Excursion of the subscapularis tendon is crucial in treating adhesive capsulitis. Simeon et al. noted a thick synovium, particularly at the superior border of the subscapularis, which is significantly more common in adhesive capsulitis. ²⁶ Several other previous studies recommended releasing, cutting, or lengthening the intra-articular subscapularis tendon to restore passive external rotation. ^{24,27 –30} Although controversial, jeopardized subscapularis tendon may introduce postoperative weakness of internal rotation and unbalanced force couple. In this study, enough space for excursion of subscapularis tendon was created instead of lengthening, releasing, or cutting subscapularis itself. The subscapularis tendon was boundary by coracoid anteriorly and MGHL posteriorly. Commonly, coracoplasty was performed if a narrow coracohumeral space was noted; and the MGHL was excised when severe inflammation, thickening, or hardening of the MGHL was noted. The bandlike fibrotic tissue or peritendon, which covers intra-articular component of subscapularis tendon, was also excised until the glistening tendon fibers were visible. To ensure optimal tendon excursion, the release was medially extended under the coracoid arch, and a dynamic arthroscopic view was obtained for confirmation of restoring medial and lateral excursion of the subscapularis. Without reducing internal rotation strength, a satisfactory recovery of external rotation stretch was achieved in this study.

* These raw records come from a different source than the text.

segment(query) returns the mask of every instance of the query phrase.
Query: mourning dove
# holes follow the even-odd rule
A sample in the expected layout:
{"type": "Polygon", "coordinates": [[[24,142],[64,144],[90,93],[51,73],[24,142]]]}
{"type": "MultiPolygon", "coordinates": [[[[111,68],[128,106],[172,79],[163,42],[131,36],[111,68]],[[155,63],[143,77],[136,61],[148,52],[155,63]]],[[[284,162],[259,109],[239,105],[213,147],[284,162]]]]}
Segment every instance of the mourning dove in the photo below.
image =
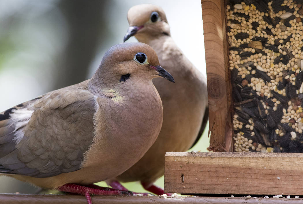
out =
{"type": "Polygon", "coordinates": [[[70,183],[88,185],[119,175],[155,141],[163,110],[152,79],[174,82],[159,65],[149,46],[118,44],[91,79],[0,113],[0,173],[85,194],[89,203],[90,194],[121,193],[70,183]]]}
{"type": "MultiPolygon", "coordinates": [[[[163,189],[152,183],[164,173],[165,152],[187,150],[197,142],[205,127],[208,118],[206,80],[174,42],[161,7],[151,4],[135,6],[128,11],[127,19],[130,27],[124,41],[134,36],[139,42],[150,45],[176,83],[171,86],[153,80],[163,105],[161,131],[143,157],[116,178],[123,182],[140,181],[145,189],[161,195],[163,189]]],[[[107,183],[125,189],[117,181],[113,178],[107,183]]]]}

The study has certain limitations; the first being the relatively small sample. However, during the follow-up, there was continued significant relief in the severity and frequency of shoulder pain with activity, at rest, and when trying to sleep without complication. Second, since this was a retrospective study, future prospective randomized comparative studies should be conducted to fully evaluate the clinical results. Third, the role of rotator interval, MGHL, coracoid, and subscapularis tendon were not definite in adhesive capsulitis pathology. Future basic and clinical study should elucidate this point.

In conclusion, arthroscopy-assisted extended anterior capsule release in patients with refractory adhesive capsulitis revealed satisfactory clinical subjective and objective results after a follow-up of 2 years; this release decreases the risk of axillary nerve injury, shoulder instability, fluid extravasations, and hemarthrosis and provides favorable clinical outcomes.